The Life You Save
He couldn't be a knight. So he became the next best thing.
He who saves a life saves the world entire. — The Talmud
P had badly wanted to be a knight when he grew up. Fighting dragons, mainly. Unfortunately, that wasn’t an option. He likes to say he signed up for the college course but didn’t get the grades. Should have studied harder.
But P had bigger problems. P was depressed. So depressed, he wanted to kill himself. This became the new plan.
P tried to carry out that plan. When it failed, he tried again. But somehow, it never quite worked out. One day, he woke up and realized this, too, was not an option.
After he’d had time to rethink his life, finding love along the way, P joined Ireland’s police force, the Gardaí. Or, in full, the Garda Síochána—“Guardians of the Peace.” Maybe he couldn’t be a knight. But he could be the next best thing.
The job was tough, but he was good at it. Dragons, he would learn, came in many shapes. Some of them might try to bash you in the head with a hammer, or stick you in the ribs with a knife. Or stick someone else, unless you got your hands on them first.
They couldn’t breathe fire, these dragons. But they didn’t need to. They knew the secret of man’s red flower. They knew that all it took was a single match. A dark night. A quiet car park, under a sleeping apartment complex. Nobody awake. Nobody to see. Nobody to stop you as you lit the flame. Nobody to catch you as you ran away.
By the time P and his fellow guardians arrived that one dark night, the dragon was gone. But the fire was climbing.
Policy was clear: In the event of a building fire, call the fire brigade and wait. And wait. Do not, under any circumstances, do the fire brigade’s job for them.
P knew this. They all knew this. A sensible policy, they would grudgingly admit. In fact, this particular apartment complex was next-door to a fire station. But at this point in time, the fire brigade was not there.
By now, the neighbors were rushing out in their jammies and slippers to watch the flames and call for help. Nobody had come out, they told P and the boys. Everyone was asleep.
But the policy was clear. The instruction over the radio from Control was clear: “Do not go in.”
But on this night, what was a knight to do?
He can’t remember how many times he and the other Gardaí went back in and up the stairs. Nor can he remember exactly how many people they had to wake up, guide out and in many cases carry.

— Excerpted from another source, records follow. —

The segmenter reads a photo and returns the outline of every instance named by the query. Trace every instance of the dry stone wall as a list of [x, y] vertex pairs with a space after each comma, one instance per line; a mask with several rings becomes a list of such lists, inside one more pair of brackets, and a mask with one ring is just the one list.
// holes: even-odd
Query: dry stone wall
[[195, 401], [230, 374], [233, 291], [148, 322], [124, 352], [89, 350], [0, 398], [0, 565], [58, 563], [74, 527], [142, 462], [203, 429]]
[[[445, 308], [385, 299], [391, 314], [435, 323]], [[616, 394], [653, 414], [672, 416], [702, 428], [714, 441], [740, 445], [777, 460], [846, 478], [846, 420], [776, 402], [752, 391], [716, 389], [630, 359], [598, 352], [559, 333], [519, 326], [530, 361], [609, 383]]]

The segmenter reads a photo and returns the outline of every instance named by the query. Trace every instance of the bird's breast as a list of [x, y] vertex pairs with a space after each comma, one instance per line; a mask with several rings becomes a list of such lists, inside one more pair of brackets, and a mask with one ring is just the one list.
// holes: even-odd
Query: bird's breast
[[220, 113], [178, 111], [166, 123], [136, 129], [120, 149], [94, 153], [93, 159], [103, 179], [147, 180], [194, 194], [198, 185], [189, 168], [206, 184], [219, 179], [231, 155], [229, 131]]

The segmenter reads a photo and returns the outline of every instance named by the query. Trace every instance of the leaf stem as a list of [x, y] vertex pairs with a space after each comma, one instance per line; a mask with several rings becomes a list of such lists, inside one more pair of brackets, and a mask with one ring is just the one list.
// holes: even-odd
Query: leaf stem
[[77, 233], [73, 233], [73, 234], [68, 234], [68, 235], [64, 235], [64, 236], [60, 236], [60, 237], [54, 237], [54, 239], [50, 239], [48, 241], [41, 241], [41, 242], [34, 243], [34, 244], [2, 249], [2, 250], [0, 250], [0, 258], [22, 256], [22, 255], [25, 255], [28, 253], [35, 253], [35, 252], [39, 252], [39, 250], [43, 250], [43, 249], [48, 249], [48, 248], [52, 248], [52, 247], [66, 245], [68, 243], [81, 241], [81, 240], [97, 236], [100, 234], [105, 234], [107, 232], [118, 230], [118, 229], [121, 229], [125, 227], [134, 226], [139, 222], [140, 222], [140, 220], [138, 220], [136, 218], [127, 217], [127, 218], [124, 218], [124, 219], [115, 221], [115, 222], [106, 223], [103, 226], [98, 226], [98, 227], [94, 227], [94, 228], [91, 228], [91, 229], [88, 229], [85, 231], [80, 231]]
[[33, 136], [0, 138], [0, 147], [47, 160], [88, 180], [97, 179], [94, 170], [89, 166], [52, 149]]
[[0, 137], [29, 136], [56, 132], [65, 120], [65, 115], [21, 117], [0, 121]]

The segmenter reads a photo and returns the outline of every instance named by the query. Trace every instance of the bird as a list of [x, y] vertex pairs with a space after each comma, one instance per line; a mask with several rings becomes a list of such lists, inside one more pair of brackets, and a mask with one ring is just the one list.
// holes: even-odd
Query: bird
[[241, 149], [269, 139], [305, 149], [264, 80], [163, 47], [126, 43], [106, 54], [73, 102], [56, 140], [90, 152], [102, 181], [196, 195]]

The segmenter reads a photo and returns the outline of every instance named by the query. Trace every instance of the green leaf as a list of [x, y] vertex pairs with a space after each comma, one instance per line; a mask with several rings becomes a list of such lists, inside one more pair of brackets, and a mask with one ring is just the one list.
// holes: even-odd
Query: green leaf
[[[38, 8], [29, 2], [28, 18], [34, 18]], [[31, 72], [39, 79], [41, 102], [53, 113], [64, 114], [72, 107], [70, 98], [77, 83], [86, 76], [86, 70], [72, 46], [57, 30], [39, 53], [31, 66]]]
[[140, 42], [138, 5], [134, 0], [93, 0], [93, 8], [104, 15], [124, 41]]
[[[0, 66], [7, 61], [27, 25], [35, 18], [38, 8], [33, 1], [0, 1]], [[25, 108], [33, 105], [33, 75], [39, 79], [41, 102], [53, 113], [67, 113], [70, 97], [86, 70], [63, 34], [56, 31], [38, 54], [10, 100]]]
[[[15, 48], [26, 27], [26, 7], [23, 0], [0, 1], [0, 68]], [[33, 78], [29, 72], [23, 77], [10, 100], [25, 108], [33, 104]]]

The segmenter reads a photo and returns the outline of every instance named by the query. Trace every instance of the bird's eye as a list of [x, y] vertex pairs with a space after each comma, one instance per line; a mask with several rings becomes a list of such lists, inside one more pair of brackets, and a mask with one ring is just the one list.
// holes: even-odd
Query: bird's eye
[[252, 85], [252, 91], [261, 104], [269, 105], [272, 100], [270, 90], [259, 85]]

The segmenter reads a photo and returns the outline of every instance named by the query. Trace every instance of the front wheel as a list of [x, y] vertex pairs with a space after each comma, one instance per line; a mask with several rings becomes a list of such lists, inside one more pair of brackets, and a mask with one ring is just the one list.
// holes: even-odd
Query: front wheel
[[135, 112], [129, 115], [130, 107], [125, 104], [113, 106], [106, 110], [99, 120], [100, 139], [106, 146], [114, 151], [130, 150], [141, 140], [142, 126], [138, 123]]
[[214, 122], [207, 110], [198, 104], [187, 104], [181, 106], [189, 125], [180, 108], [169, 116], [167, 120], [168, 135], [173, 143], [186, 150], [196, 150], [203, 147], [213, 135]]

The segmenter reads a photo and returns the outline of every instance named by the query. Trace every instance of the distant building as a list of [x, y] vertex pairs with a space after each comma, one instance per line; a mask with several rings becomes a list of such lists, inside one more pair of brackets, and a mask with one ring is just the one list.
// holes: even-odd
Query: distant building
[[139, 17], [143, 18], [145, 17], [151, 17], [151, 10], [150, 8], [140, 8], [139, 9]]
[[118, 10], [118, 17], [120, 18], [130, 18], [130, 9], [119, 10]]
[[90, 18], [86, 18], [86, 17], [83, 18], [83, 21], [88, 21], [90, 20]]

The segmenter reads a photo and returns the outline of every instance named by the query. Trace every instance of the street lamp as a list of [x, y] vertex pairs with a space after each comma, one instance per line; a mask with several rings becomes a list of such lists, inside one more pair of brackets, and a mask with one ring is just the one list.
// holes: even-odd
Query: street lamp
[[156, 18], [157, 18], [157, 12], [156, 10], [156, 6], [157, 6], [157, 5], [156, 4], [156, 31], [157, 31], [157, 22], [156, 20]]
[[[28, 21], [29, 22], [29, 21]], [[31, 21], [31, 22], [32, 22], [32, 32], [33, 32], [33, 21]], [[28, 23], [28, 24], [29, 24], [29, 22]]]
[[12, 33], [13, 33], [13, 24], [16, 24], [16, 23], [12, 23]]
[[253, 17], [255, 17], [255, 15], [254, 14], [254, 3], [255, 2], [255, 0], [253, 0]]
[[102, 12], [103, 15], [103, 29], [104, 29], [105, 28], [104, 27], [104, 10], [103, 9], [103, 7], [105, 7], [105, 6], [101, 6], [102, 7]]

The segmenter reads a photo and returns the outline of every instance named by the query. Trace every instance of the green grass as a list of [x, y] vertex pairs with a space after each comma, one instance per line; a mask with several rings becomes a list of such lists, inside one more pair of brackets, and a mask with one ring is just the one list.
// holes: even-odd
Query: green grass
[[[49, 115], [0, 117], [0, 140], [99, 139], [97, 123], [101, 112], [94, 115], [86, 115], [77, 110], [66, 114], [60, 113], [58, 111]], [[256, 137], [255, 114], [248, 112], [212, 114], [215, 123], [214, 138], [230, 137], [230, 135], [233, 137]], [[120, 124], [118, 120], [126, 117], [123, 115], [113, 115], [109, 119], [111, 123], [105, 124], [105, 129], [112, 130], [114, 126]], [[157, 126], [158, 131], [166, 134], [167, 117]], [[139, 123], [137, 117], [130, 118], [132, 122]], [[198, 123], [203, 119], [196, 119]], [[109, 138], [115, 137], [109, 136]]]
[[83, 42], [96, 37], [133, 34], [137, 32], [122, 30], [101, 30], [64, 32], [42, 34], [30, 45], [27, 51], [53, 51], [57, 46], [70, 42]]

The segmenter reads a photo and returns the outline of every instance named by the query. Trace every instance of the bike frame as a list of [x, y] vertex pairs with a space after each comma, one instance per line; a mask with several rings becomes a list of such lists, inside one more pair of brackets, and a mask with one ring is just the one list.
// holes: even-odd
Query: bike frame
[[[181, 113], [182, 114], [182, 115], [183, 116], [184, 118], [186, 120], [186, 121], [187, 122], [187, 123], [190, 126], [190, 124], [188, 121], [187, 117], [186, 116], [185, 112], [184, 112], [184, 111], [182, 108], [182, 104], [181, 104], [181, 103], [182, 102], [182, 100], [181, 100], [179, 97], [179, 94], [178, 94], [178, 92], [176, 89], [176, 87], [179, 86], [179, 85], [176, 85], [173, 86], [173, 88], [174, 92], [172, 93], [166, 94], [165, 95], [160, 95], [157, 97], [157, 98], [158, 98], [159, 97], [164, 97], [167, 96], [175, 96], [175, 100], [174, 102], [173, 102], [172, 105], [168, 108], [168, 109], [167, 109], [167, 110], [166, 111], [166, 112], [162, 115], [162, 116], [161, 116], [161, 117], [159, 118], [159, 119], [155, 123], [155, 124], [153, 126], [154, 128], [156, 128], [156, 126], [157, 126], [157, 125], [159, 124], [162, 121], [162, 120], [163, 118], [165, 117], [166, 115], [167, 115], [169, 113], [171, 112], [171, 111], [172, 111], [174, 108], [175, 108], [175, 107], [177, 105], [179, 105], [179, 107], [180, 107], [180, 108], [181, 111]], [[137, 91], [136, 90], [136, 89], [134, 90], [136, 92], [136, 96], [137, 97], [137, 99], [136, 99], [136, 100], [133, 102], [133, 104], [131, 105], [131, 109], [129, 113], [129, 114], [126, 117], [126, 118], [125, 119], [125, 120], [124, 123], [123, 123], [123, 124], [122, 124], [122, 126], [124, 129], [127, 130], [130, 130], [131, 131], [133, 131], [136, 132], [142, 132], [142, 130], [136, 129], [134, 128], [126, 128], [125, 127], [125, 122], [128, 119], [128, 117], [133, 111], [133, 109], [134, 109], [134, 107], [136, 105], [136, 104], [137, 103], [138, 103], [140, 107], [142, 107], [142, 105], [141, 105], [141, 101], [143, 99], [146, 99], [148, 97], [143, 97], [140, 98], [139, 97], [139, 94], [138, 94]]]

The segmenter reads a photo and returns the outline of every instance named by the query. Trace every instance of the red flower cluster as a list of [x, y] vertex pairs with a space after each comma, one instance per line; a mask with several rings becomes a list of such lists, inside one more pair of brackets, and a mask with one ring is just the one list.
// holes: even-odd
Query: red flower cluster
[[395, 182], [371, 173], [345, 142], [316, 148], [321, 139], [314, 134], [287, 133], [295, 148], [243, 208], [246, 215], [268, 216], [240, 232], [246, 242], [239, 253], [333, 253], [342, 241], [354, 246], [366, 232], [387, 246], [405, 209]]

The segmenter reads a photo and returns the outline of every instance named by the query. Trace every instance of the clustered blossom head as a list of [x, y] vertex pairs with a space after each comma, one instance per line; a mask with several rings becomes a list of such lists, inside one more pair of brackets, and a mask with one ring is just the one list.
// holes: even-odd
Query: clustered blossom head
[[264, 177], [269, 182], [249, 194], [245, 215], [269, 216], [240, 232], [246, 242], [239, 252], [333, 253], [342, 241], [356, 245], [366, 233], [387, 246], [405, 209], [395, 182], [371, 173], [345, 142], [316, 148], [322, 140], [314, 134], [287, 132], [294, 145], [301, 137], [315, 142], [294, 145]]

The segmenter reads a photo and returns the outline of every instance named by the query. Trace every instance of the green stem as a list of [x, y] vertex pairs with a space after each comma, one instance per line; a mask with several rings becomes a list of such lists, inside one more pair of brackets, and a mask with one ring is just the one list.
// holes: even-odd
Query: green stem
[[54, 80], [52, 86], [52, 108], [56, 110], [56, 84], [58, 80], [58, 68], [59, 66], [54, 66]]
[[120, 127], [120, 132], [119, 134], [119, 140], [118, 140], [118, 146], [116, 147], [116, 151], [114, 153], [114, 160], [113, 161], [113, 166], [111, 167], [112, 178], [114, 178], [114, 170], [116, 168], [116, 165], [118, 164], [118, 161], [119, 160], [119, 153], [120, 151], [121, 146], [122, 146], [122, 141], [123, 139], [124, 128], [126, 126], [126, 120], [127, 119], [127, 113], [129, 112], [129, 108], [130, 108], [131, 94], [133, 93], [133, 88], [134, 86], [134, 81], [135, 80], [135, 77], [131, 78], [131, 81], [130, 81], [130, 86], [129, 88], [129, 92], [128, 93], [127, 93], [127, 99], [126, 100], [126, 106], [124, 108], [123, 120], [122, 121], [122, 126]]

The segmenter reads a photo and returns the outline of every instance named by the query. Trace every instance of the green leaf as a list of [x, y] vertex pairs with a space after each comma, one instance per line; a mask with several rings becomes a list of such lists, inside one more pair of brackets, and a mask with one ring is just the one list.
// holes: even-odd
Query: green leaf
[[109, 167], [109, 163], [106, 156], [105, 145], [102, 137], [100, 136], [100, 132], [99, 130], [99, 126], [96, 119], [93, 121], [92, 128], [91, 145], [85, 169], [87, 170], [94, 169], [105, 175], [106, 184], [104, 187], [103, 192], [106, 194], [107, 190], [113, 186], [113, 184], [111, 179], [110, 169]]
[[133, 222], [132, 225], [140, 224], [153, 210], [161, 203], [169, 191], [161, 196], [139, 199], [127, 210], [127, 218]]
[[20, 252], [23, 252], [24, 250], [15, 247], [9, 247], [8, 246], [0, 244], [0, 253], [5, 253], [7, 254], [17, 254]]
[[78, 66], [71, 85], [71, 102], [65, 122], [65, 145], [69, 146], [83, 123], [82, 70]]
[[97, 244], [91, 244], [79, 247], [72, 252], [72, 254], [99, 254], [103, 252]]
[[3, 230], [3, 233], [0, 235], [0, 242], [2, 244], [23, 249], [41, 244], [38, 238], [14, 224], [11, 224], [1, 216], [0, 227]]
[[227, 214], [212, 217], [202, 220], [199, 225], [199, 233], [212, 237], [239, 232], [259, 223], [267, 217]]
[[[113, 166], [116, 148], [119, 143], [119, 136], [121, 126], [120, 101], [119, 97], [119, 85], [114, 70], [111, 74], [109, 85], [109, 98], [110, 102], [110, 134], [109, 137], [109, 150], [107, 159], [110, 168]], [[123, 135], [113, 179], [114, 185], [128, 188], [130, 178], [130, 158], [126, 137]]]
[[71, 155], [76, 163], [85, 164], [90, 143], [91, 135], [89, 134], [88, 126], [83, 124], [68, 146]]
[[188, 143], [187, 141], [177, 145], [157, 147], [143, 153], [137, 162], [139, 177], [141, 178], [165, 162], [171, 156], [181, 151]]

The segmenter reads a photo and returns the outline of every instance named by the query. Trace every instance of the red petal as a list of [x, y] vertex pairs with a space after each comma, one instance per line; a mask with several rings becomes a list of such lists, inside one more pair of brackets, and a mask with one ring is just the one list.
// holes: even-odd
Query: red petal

But he remembers certain things very vividly, those moments that sear themselves into your soul, that lodge themselves in your brain with tenterhooks. Helping an old woman who kept saying she was sorry over and over, until eventually he made an executive decision and carried her. Rolling a guy out of bed stone cold drunk and carrying his dead weight down the stairs. Having to slap sense into a screaming mother who wouldn’t move. Finally picking up her daughter and running in hopes she would chase him. He felt ashamed. He had slapped a woman. He had tricked her. But what was a knight to do?
Over all, he remembers the smoke. Filthy, blinding stuff, coating his eyes, coating his throat and nostrils and lungs. He remembers the moment when he panicked, got low and crawled down the stairs himself. “Down,” instinct was telling him. “Stay down, and you’ll be O.K. You’ll be O.K.”
The fire brigade was in time. Sewage pipes had soaked up and slowed the flames. But nobody knew that.
When P climbed in his car that night, he snapped a selfie—a round, bespectacled young thirty-odd face that could pass for younger, tired and solemn, a bit grimy. When he got home, he couldn’t change out of his clothes before his wife had caught the smell. But then, not much ever did get past her.
Soon after, P’s sergeant called him and the boys into the office. He wanted a word. Meaning he wanted to say a few words. Specifically, the words, “I will murder you personally in the event that you ever pull such a stunt again.” That would be all, then. (In my American way, I had asked P if he and the boys would have been up for any medals. Besides the fact that nobody was getting any medals out of this, I was informed that “the Irish don’t really go in for medals.” There’s only one Garda decoration for courage, the Scott medal—“dreamt up by an American, as it happens.”)
P and his wife made a house a home. They made a little lord, a little lady. The lady doesn’t care much for dragons. One time she saw an ad on telly for How to Train Your Dragon and whispered a sinister request: “Kill it please Daddy.” Watching Jurassic Park as a toddler, she was frightened by the T-Rex, but not for long. Slightly bigger brother was ready to leap past her, brandishing a makeshift sword, crying death to T-Rex and all its pomps. In the evenings, P would listen patiently as he made up stories about a fierce little teddy with a shield made of cheese, who fights bad guys and hates bed time.
One night, P found him thrashing and muttering in his sleep, distressed, disturbed. P was gathering him up to comfort him, making soothing noises, when he spoke with a loud voice: “I AM A BRAVE KNIGHT!”
He who saves a life saves the world entire. And sometimes, the life you save may be your own.